When I was 28 years old and a 3rd year resident in pediatrics at UAB, I was your typical doctor to be. I was running around the hospital on different rotations, being a dad of two young boys born 18 months apart, and trying to sleep whenever I could.
Over the course of two months, I started to notice some things about myself. I started to become incredibly thirsty all the time and I was waking up 6-7 times a night to go urinate. And it wasn’t just a small amount, it was a huge volume! I was hungry all the time too. At the time, I was working overnight shifts in the ER and moonlighting in the neonatal nursery. I blamed my crazy body symptoms on my hectic schedule with coffee at crazy hours in the night and not sleeping well. I also had occasional blurry vision, but just chalked that off to being tired. I didn’t really notice until a month or two later that I was losing weight. In fact, I lost almost 25 lbs! I’m not a big guy, so this was pretty drastic to say the least. I kept brushing it off and brushing it off. But finally, it hit me like a ton of bricks- I have Type 1 Diabetes! I was stunned. I went to our resident clinic and ran some tests.
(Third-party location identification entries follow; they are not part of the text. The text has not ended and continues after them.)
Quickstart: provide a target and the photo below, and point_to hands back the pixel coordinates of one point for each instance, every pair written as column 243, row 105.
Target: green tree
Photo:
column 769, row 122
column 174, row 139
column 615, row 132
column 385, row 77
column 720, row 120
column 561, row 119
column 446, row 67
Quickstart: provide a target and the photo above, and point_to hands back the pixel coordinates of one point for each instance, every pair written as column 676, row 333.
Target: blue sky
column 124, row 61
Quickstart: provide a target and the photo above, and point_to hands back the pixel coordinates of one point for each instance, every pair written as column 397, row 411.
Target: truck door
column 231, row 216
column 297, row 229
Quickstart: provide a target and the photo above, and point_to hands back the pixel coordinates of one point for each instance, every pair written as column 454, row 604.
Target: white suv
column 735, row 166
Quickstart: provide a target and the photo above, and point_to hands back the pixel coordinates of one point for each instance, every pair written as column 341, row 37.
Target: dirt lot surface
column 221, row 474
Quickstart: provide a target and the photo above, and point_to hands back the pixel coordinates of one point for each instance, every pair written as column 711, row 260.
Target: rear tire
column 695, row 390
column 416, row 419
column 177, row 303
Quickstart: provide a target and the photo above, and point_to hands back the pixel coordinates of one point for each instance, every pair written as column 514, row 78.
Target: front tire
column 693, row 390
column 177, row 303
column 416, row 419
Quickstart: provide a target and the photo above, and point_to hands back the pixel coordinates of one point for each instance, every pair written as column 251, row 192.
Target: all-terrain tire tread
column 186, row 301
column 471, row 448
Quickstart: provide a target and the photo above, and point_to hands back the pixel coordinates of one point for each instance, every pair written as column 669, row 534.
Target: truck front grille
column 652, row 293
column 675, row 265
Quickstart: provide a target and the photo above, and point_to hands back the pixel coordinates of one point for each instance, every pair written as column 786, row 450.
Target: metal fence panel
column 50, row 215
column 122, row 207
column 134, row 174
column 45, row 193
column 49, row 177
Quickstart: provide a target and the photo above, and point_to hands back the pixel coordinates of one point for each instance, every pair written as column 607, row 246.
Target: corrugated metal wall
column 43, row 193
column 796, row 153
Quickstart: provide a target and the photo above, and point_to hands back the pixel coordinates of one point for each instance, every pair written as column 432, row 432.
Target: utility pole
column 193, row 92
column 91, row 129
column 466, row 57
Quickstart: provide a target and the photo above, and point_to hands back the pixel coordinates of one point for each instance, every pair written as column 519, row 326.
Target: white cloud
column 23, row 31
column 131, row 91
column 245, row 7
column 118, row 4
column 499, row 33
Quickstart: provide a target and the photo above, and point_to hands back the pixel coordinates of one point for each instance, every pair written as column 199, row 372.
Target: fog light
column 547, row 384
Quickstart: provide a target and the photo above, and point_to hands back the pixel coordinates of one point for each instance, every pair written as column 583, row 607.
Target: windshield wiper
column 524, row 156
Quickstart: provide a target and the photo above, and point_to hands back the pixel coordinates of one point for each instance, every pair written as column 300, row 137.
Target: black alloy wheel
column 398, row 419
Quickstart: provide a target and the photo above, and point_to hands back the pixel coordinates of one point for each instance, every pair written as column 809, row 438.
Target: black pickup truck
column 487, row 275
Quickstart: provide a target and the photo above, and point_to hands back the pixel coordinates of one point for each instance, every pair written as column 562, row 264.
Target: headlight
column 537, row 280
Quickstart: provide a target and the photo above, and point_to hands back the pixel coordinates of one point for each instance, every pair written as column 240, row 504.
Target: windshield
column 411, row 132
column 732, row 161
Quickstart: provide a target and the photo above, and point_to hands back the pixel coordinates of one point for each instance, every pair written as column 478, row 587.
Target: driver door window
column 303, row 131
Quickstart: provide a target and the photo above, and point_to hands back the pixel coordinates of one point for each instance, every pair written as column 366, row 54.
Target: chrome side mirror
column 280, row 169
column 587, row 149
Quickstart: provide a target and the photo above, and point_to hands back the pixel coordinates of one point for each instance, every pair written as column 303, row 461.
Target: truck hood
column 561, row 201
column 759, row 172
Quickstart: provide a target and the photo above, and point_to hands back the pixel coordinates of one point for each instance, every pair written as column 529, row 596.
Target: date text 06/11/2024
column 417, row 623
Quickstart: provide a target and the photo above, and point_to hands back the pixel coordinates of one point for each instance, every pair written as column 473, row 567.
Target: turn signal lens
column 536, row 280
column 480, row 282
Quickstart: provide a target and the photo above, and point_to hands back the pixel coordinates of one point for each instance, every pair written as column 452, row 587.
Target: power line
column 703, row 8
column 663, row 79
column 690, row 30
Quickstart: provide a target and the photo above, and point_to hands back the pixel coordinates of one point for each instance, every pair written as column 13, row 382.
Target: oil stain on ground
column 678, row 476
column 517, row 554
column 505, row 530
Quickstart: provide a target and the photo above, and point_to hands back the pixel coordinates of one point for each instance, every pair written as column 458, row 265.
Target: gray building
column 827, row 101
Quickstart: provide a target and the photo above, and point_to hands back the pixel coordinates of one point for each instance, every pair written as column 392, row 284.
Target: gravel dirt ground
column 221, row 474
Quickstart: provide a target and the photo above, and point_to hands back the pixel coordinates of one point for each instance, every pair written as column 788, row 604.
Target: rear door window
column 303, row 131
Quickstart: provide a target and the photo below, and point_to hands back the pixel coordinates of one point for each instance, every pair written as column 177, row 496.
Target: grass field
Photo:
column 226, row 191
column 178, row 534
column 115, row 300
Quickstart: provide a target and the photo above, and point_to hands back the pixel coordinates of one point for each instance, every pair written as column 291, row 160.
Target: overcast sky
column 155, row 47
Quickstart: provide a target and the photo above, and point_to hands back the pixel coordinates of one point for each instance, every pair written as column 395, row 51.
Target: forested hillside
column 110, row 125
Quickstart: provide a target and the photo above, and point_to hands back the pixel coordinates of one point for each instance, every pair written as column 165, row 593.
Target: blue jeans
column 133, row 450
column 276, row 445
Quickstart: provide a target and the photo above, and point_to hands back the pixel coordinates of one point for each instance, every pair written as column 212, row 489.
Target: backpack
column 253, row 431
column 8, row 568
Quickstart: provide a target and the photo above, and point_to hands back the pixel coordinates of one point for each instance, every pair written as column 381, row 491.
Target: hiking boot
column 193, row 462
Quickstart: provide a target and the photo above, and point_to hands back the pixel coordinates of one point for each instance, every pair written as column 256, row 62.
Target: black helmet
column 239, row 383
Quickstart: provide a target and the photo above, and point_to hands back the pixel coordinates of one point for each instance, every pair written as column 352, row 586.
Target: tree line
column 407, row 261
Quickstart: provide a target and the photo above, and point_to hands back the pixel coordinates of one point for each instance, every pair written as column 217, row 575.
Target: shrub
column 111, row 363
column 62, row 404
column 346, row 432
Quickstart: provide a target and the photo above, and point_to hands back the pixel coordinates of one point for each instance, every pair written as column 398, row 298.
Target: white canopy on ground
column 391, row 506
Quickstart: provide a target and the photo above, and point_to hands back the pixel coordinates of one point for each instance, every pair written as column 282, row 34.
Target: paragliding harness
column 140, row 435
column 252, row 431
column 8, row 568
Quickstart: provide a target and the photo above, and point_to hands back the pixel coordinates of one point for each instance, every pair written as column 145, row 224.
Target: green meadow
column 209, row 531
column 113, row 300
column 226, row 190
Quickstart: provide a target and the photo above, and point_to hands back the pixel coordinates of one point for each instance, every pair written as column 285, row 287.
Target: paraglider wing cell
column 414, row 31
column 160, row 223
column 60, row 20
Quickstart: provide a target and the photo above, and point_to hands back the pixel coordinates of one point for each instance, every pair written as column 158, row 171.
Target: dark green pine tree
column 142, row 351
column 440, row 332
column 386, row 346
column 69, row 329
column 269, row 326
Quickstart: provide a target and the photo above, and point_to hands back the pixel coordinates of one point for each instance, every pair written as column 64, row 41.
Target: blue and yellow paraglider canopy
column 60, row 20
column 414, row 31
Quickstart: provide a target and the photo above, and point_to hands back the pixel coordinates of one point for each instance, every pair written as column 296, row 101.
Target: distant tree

Sure enough, my blood glucose was through the roof and I was almost dehydrated. Within 24 hours, I had seen my internist at UAB and was plugged in with an endocrinologist (diabetes specialist). I was fine… but I was lucky.
I tell you this story because it documents a growing trend in our country. Diabetes is becoming more and more prevalent, although it’s not exactly clear why. Let’s talk about diabetes in general and then get to some specifics about kids.
There are two types of diabetes, Type 1 and Type 2. Type 1 often occurs in kids (although with me it occurred in my 20s) and has a strong genetic or family predisposition. Typically these kids are healthy and of average weight when symptoms start. In Type 1 diabetes, the body attacks its own pancreas and leads to an absence of insulin. Insulin is necessary to ensure that glucose floating around in the blood stream gets into the individual cells. Lack of insulin leads to an increase in blood sugar and all the above symptoms. If the symptoms are not caught and go too far, then the body can go into diabetic ketoacidosis or DKA. When this happens, the body is severely dehydrated and acidotic and unfortunately can lead to death if not treated. Treatment involves rehydration and supplemental insulin to get the blood sugar and symptoms under control. Type 1 Diabetes is not reversible, but there some amazing studies going on right now that are trying to find a cure or at least slow it down.
Type 2 diabetes is a disease of insulin resistance. The body makes insulin, but cannot use it properly. Oftentimes, this is found in overweight adults, but we are seeing it more and more in adolescents and teenagers. It is possible to reverse Type 2 Diabetes and treatment involves weight loss, exercise, diet changes and medication. If not treated and controlled, both types of diabetes can lead to an increased risk for heart attack, stroke, kidney disease, eye disease and poor wound healing.
In our community, there have been a lot of newly diagnosed children with Type 1 Diabetes. So, how would you know? You need to look for signs- is my child thirsty all the time? Or urinating all the time? Have they had an unexpected weight loss? Does their breath smell sweet? If you have noticed any of these symptoms, it never hurts to have your child checked out. Luckily, there are a lot of more common possible explanations for these symptoms. But, if you are worried, a simple urinalysis can usually reveal what is going on in just a few minutes. If need be, bloodwork can be drawn as well. When in doubt, check with your child’s doctor for answers and peace of mind.